= Joseph Rallo =

American university administrator

Joseph Rallo is the State of Louisiana's Commissioner of Higher Education. Previously he served as vice chancellor of the Texas Tech University System and as the 5th president of Angelo State University. He assumed his current position in 2015.

==Education==
After graduating from Staten Island Academy in 1967, Rallo earned his bachelor's degree in Russian history from Lafayette College, Masters and Doctorate degrees from the Maxwell School at Syracuse University, and law degree from Western New England College. His academic specialties are in Russian history‚ global business policy and law. While at Lafayette he joined Delta Tau Delta International Fraternity.

==Career==
Joseph Rallo has taught at Rutgers and University of Southern Colorado and was Director of the West European Program and associate professor of International Relations at the United States Air Force Academy and served as Director of International Programs and associate professor of International business at Michigan Technological University. Since his entrance to College Administration he has served as the Dean of Business at Ferris State University, Dean of the college and Graduate School of Business Administration at the University of Colorado at Colorado Springs, Director of the Colorado Institute for Technology Transfer and Implementation and Provost and Academic Vice President at Western Illinois University.

He has also served as a Fulbright Scholar and a NATO fellow.
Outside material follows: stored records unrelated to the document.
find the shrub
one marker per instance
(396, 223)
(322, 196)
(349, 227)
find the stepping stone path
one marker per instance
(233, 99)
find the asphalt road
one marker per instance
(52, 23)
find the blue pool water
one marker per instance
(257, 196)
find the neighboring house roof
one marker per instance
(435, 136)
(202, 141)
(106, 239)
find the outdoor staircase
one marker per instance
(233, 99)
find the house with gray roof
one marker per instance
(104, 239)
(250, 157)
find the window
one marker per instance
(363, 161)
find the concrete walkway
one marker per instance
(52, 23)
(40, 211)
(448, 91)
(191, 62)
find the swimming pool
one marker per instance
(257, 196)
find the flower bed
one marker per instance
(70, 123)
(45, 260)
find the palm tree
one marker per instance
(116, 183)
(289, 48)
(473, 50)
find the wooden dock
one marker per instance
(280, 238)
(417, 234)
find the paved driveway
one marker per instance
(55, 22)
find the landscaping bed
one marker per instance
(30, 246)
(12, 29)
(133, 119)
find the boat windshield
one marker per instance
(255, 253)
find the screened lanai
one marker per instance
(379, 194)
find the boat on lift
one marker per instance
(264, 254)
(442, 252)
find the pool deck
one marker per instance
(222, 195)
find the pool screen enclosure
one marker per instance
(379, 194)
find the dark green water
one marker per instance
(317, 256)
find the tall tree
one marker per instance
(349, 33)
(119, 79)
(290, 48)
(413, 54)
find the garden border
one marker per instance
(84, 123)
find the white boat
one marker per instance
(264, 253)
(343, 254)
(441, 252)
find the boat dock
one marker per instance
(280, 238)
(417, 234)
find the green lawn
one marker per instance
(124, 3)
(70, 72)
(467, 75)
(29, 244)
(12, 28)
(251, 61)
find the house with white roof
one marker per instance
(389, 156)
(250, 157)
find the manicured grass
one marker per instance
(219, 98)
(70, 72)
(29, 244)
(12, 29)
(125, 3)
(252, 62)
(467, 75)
He has testified before Congressional committees on Science, Space and Technology and peer-reviewed business grants for the U.S. Department of Education Business and International Education Program and the U.S. Department of Education Undergraduate International Studies and Foreign Language Program as an expert on International Business topics, the European Union and Aerospace. In addition to his academic career he has served in the United States Air Force in both the active duty and the reserves. He retired in 2008 at the rank of colonel.